If you really think about what I'm saying, I'm not saying something positive about Ivory. My saying her daughter is lucky really puts into perspective where I think Ivory is in the mom department. I'm acknowledging there is no point whatsoever in trying to get Ivory to become Jersey overnight. IF she was a total stranger, first time poster here, I'd have a different take on this. But Ivory has proven for years that she's incapable of changing. You're wasting your breath and insults trying. Ivory's home is not the best solution for her daughter. It never has been and never will be. This girl needs a fair chance to build her own life and having her own housing is that chance.
So now you're an expert on my family and know it's dysfunctional? You don't know me from Adam. You've read bits and pieces that for whatever reason at the time I chose to talk about. You don't have half the information you'd need to make this declaration.
 
Old 06-23-2014, 07:29 PM
 
Location: Whoville....
25,386 posts, read 35,551,149 times
Reputation: 14692
Quote:
Originally Posted by kdubose View Post
Thats a nice thought and the way it absolutely should be...but unfortunately, she has already proven that she would much rather this baby be aborted or given up for adoption. She does not want this grandchild.
I never said I'd rather see the baby aborted. Please refrain from putting words in my mouth.

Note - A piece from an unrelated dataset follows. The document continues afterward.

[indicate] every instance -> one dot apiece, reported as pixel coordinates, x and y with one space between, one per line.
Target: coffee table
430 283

Yes, I would rather see this baby put up for adoption and raised by a family that is ready for a baby. This child will have a tough life because it has an uneducated teen mom. I think adoption would be putting the baby first. I have never once said she should kill it.
 
Old 06-23-2014, 07:44 PM
 
Location: St. George, Utah
755 posts, read 1,119,279 times
Reputation: 1973
Quote:
Originally Posted by Ivorytickler View Post
We have to figure out whether she can get on Medicaid. Right now she's on my insurance. While I may be able to drop her in October, we have to be certain that she will get Medicaid because I won't be able to put her back on my insurance until the next open enrollment period. For the moment, she has my insurance and we have time to figure out what to do WRT insurance in the future. Fortunately, my open enrollment period is before the baby is born so if she can get Medicaid, I should be able to drop her from my insurance.

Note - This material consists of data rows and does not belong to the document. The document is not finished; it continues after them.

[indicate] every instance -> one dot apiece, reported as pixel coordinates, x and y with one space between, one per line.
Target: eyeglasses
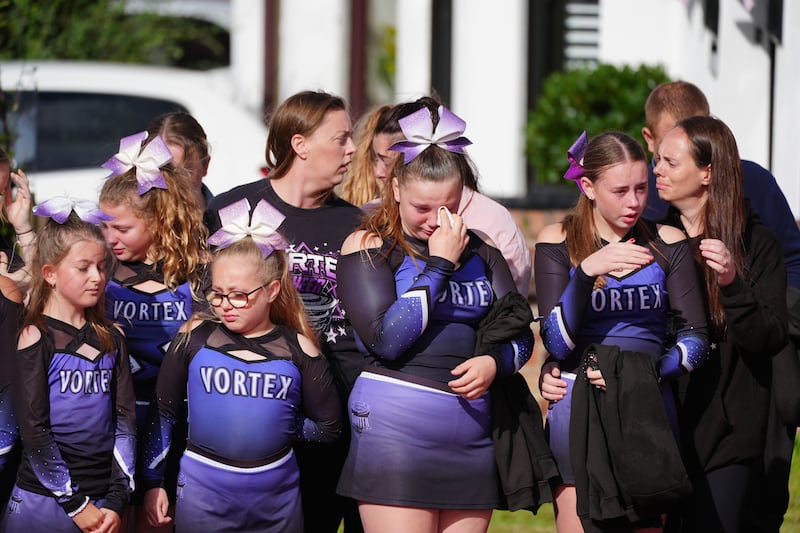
237 299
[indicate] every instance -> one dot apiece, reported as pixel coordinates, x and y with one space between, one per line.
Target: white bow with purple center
419 134
262 226
59 207
148 161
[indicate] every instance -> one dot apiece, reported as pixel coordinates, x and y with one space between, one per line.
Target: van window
67 130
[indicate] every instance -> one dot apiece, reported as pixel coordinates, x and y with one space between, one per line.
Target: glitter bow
419 134
575 156
262 226
59 207
148 161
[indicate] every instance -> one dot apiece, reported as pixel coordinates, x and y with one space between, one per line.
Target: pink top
492 219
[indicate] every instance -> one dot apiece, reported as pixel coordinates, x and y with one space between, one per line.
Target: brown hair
603 152
174 221
724 217
433 164
288 308
361 185
680 99
181 128
300 114
54 242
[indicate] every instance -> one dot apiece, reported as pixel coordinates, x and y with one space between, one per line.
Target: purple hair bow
148 161
262 227
418 131
59 207
575 156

I'm trying to get her to go down with me later in the week to see what she can get WRT housing assistance. She's not too keen on going to the welfare office but she needs to. She's not in position to support herself and a baby right now. I think with what they are making, if they get food stamps and Medicaid, they'll be able to afford a small apartment on their own. He's working two jobs and she's working. He's making about $500/week and she's making $250/week (I don't know what they pay in taxes if anything). If they can get a subsidized apartment and food stamps I think they'll do ok.
They don't need a subsidized apartment to get the ball rolling. It would be nice, but there will be a long waiting list. What are the chances that you will take her back into your home "just until the subsidized apartment is available"? I would not present the subsidized apartment as a deciding factor, though I think you are totally right to look into it and get them on the list.

They need a small, cheap, relatively safe apartment near her work now. They can continue to seek more assistance programs after they have a roof over their heads. If they get it (subsidized housing), great, if not, they are off on their way anyway, and possibly better off for having done it "on their own". With your help of course, lol.

Here's an option for her to think about--once she is on her own and supporting herself, she will qualify for LOTS of federal aid for higher education. There are lots of grants that include housing in the covered expenses, and lots of "married student housing" on campuses that are so much nicer than the crappy apartment they'll be starting out in. Just something for her to think about for her own future!

Did you call your insurance office today to find out about moving her off your insurance, or are you just going by what's been said here (I might have missed that)? What were you able to find out about the crisis pregnancy services she's eligible for?